Segundo a pesquisadora, o resultado mais significativo sugere que a ausência da NB diminui o acúmulo de gordura, sem inibição da fome.

"Os animais com deleção do receptor, mantidos em dieta hiperlipídica, apresentaram ganho de apenas 19% no peso corporal, enquanto os animais normais, mantidos nas mesmas condições, tiveram ganho de 55%, quase três vezes mais", conta Carmen.

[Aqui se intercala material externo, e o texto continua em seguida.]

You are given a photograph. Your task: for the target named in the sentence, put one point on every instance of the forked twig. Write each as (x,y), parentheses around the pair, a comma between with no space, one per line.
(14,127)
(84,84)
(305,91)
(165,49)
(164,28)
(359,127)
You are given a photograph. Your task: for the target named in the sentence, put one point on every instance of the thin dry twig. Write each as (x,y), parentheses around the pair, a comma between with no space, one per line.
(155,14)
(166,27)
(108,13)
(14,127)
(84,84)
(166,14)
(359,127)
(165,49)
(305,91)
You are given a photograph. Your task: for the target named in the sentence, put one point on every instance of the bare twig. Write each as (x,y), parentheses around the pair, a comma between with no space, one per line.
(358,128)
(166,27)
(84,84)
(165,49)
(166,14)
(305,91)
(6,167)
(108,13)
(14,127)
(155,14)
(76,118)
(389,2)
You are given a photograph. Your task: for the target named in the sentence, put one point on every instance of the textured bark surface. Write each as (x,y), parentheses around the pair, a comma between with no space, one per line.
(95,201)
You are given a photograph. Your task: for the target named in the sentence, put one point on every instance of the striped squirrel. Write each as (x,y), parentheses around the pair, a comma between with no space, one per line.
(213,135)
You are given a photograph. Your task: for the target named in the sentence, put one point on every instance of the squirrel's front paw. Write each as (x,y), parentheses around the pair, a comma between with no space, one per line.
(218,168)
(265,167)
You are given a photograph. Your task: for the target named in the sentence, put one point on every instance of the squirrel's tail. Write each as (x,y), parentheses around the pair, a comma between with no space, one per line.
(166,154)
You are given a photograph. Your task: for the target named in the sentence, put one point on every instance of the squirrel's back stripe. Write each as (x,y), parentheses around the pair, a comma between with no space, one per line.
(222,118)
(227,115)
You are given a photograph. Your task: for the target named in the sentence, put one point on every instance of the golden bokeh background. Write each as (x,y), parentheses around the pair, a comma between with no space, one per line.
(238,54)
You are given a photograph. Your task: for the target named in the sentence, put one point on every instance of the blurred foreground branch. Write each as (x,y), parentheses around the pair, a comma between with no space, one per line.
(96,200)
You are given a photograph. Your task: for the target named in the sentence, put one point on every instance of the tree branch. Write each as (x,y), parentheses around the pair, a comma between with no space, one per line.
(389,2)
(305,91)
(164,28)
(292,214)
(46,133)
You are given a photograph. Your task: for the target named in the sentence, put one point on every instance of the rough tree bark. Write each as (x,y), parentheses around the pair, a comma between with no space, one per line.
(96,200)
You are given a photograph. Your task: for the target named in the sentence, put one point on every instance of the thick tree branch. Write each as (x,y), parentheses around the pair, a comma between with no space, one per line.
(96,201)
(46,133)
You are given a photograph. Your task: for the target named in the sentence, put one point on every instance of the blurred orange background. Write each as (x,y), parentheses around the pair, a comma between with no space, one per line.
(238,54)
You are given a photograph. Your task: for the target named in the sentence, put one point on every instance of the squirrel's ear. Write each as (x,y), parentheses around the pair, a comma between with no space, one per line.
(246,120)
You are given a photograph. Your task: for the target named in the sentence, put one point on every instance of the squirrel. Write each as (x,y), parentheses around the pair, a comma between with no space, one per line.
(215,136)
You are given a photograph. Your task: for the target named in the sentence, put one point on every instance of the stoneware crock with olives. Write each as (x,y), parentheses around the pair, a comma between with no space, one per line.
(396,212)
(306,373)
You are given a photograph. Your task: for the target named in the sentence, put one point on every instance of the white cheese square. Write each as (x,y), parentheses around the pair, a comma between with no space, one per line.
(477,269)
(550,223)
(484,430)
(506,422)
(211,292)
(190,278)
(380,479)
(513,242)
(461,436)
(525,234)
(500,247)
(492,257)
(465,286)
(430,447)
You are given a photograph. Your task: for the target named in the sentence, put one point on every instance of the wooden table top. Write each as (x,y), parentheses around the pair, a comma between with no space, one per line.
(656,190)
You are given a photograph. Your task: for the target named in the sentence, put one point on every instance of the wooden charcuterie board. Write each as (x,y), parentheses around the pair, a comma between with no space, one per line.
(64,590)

Ela afirma que a inibição da NB não age como anorexígeno, ou seja, não induz perda de apetite. "Os animais dos dois grupos - normais e com deleção de receptor -, em dietas hiperlipídicas, mantiveram a mesma proporção alimentar, ou seja, não houve perda de apetite", diz.

"Mas, por algum motivo, os animais com deleção do receptor apresentaram menor eficiência alimentar, ou seja, engordaram menos mesmo ingerindo a mesma quantidade de alimento", explica. "Isso pode sugerir que eles tenham um maior gasto energético, o que pode ser uma explicação para aqueles indivíduos, que chamamos de 'magros de ruim', que comem de tudo e não engordam", sugere a pesquisadora

Alterações metabólicas

Os animais com deleção do receptor também se mostraram resistentes a outras alterações metabólicas, causadas pelo consumo exacerbado de gorduras. Comparando os grupos mantidos em dieta hiperlipídica, Carmen conta que apenas os animais normais tiveram intolerância à glicose, situação precursora da diabetes.

Além disso, apresentaram maior concentração de leptina - hormônio produzido pela gordura, que em níveis normais promove a saciedade, mas em níveis elevados induz sua própria resistência, gerando um efeito inverso.

Para Carmen, outro resultado relevante é que a enzima hepática alfa-GPDm, cuja principal atividade está ligada ao gasto energético, se manteve em níveis normais nos animais com deleção do receptor mantidos em dieta hiperlipídica, enquanto nos animais normais, sob a mesma dieta, sua dosagem se apresentou diminuída.

"Esse resultado sugere que, de alguma maneira, a ação da NB interfere no gasto energético, o que pode ser uma explicação para a resistência à obesidade dos animais com deleção do receptor", explica a pesquisadora. Esses resultados, mesmo que preliminares, darão subsídios para direcionar novos estudos. "Agora, por exemplo, estamos buscando uma metodologia para elucidar em quais parâmetros a NB está relacionada ao gasto energético, a fim de buscar respostas para os resultados obtidos", adianta.

Inibidor do acúmulo de gordura

Hoje, a obesidade já é considerada uma epidemia mundial, origem de diversas alterações metabólicas - como hipertensão e diabetes - que aumentam o risco das complicações cardiovasculares, principal causa de morte no mundo.

Logo, entender todos os mecanismos fisiológicos relacionados à obesidade dá recursos para avanços farmacêuticos e terapêuticos que visem sua prevenção.

"Quem sabe, num futuro próximo, teremos conhecimento suficiente para produzir um composto inibidor de NB, que diminua o acúmulo de gordura", idealiza. Enquanto o sonho de se tornar "magro de ruim" não vira realidade, o melhor é manter a rotina de equilíbrio alimentar aliado à prática de exercícios físicos.